Interest in Military Service Declining

Interest in Military Service Declining

Gen. Paul Funk speakes
Photo by: AUSA/Luc Dunn

The general officer in charge of recruiting the next generation of soldiers said the shrinking pool of young people who are eligible to serve represents “a problem in our nation.”

Gen. Paul Funk, commander of the Army Training and Doctrine Command, said the two biggest hurdles to qualifying young people for service are obesity and addiction, which he considers “national security issues that we’ve got to address.” 
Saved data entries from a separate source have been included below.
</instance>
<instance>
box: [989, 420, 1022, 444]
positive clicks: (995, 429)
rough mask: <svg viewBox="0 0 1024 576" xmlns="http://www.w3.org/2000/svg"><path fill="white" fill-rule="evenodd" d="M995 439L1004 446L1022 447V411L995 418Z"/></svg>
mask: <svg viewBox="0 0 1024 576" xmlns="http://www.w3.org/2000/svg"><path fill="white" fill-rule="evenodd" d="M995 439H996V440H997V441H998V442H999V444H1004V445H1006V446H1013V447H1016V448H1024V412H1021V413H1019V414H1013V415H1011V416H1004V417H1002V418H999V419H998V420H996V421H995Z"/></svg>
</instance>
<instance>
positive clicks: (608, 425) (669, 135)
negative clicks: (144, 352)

But ahead of those two issues and, more important, is a prevailing lack of willingness to serve. More than 50% of young people “have never considered service to the nation,” Funk said June 2 at a breakfast meeting hosted by the Association of the U.S. Army as part of its Coffee Series.

“If you want to ask me what the biggest challenge facing our nation today is, it’s the propensity to serve, it’s down at its lowest level,” he said.
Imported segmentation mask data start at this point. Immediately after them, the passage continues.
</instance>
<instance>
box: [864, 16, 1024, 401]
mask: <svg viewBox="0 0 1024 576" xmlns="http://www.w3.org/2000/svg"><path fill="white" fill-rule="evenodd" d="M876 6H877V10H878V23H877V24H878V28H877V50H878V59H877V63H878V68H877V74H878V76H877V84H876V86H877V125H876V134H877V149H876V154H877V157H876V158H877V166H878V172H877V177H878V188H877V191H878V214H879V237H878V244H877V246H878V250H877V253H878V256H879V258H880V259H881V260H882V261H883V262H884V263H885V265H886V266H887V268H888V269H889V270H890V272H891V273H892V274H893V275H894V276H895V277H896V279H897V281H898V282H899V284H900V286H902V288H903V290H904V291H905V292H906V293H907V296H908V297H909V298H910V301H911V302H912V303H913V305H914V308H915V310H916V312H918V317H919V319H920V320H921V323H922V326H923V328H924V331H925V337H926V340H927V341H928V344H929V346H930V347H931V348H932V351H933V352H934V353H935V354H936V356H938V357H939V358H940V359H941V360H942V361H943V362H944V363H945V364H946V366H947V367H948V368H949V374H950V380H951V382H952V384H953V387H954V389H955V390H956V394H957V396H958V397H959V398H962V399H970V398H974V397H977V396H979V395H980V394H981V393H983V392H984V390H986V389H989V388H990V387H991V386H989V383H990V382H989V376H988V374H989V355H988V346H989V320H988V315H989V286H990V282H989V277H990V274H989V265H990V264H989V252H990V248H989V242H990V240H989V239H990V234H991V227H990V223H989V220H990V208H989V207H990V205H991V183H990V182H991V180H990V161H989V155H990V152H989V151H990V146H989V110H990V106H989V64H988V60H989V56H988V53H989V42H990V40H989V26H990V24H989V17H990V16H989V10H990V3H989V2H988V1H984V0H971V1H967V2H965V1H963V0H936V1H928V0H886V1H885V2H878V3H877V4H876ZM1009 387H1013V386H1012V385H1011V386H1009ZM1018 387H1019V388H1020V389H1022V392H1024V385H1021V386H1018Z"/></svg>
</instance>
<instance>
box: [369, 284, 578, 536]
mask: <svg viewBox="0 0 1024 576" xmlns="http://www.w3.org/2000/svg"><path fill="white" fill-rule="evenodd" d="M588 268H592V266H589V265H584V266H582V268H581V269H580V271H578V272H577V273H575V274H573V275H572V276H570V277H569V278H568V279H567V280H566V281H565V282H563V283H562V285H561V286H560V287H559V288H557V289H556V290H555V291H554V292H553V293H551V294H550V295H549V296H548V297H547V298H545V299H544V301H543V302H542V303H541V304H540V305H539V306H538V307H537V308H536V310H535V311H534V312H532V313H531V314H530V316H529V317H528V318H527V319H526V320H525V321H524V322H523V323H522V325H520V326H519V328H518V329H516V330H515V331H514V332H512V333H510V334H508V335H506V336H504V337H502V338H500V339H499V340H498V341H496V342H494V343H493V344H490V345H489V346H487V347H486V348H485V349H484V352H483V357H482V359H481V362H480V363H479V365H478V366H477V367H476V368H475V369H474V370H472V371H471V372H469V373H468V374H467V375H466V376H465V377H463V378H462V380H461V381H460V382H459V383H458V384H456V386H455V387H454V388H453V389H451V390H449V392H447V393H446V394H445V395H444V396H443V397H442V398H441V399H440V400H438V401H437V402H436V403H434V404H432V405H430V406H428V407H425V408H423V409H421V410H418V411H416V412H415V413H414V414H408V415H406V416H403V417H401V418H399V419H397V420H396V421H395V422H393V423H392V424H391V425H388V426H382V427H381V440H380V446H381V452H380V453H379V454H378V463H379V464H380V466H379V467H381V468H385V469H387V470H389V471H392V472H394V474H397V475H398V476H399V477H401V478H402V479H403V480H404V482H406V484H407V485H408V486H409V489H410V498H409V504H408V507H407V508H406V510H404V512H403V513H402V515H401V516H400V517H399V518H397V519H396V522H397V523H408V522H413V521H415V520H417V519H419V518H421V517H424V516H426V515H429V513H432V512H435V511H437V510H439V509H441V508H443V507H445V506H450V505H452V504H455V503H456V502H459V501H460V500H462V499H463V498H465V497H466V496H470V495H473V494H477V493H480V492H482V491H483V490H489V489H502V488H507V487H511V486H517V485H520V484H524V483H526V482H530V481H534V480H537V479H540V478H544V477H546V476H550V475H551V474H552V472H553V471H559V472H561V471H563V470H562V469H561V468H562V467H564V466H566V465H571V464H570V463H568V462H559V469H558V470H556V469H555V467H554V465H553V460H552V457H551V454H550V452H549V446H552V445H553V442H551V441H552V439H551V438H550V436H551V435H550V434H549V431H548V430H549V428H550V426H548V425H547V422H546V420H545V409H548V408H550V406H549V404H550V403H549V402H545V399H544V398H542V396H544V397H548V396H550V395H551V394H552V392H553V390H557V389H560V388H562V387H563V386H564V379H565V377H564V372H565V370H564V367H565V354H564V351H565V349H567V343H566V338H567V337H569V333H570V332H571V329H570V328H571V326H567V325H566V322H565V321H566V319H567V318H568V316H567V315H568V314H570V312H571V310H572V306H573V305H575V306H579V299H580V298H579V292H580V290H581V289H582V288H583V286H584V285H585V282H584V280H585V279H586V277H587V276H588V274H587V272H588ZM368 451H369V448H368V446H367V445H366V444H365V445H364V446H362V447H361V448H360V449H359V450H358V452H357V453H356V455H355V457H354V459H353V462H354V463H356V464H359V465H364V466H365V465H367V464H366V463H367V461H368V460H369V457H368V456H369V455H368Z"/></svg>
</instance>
Funk sounded the alarm on the poor physical condition among young people, projecting that the physical and mental demands of war in 2030 will require fit soldiers who can do tough work and possess deep mental resilience and physical endurance.

Funk also talked about the gulf between the Army and the American people. He said 83% of people who are joining the Army have a relative who served, noting that while that may sound great, it’s creating a “warrior class” that is not necessarily desirable.

“We want to be America's Army, which means we have to get out and tell our Army story all over the country, we’ve got to reconnect with the American people in terms of people that know a service member, that have actually seen or spent time with someone in a great Army,” Funk said. 

Even among the young people who want to join because of a relative’s service, he said, there are only “a few hundred thousand that are even qualified to serve, so we’ve got a problem in our nation.”

These challenges are compounded by efforts in the private sector to attract workers with some of the same benefits the Army offers, such as education benefits, bonuses, higher wages, medical and dental plans and college repayment programs.

“We’re competing with all kinds of great industry partners,” Funk said.